Des compétences métiers qui changent
Au final, sans surprise, avec cette analyse se dessinent des métiers de la communication en pleine évolution, avec de nouvelles compétences à acquérir et à enrichir au fil d’une carrière. Véronique Souchet les classe en trois ordres.
- La capacité à communiquer autrement
« Au-delà de certaines connaissances techniques, la capacité à communiquer autrement c’est s’interroger sur l’utilité de ses actions et la pertinence de ses messages. C’est aussi définir leur cycle de vie pour limiter leur empreinte carbone. La maîtrise de certains outils comme l’utilisation de la data pour piloter ses KPI est indispensable. Pour la rédaction, cela passe par encourager la diversité et l’inclusion. »
- Intégrer de nouvelles soft skills et développer une posture d’assertivité
Aujourd’hui, les communicants peuvent endosser un rôle de médiateur ou de facilitateur et pour cela, il faut être pédagogue.

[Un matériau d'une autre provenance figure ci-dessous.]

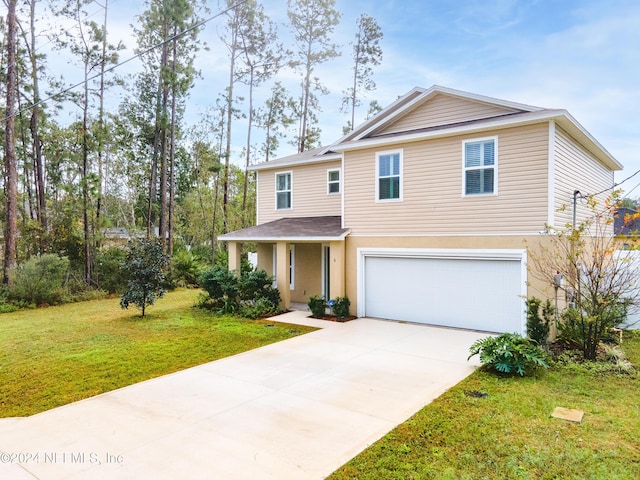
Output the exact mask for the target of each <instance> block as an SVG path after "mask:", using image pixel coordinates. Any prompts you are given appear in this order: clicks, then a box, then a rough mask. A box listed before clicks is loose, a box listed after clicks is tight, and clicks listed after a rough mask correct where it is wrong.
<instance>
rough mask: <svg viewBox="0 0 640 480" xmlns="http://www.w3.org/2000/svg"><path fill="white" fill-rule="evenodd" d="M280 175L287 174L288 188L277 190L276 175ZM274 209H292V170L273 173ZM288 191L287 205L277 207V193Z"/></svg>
mask: <svg viewBox="0 0 640 480" xmlns="http://www.w3.org/2000/svg"><path fill="white" fill-rule="evenodd" d="M281 175H289V190H278V177H279V176H281ZM274 180H275V209H276V210H293V171H291V170H287V171H284V172H276V173H275V177H274ZM279 193H289V207H287V208H278V194H279Z"/></svg>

De manière générale, on plébiscite le growth mindset, c’est-à-dire une capacité à évoluer et à s’adapter en permanence. Apprendre à désapprendre aussi et interroger son rapport au risque, à l’éthique, aux biais cognitifs. Développer son esprit critique. Enfin, il faut aussi pouvoir porter des convictions… »
- Des compétences managériales
« Les compétences manégariales sont essentielles pour la mise en place et le déploiement de tout programme de développement durable en s’assurant de l’engagement des collaborateurs. C’est aussi savoir accompagner le changement et fournir de véritables boîtes à outils aux collaborateurs. ».
- Plus de créativité
« Communiquer de manière responsable, c’est conjuguer attractivité, sobriété et utilité. Pour cela, il est important d’allier écoconception et créativité. Dans ce contexte, les contraintes deviennent stimulantes. »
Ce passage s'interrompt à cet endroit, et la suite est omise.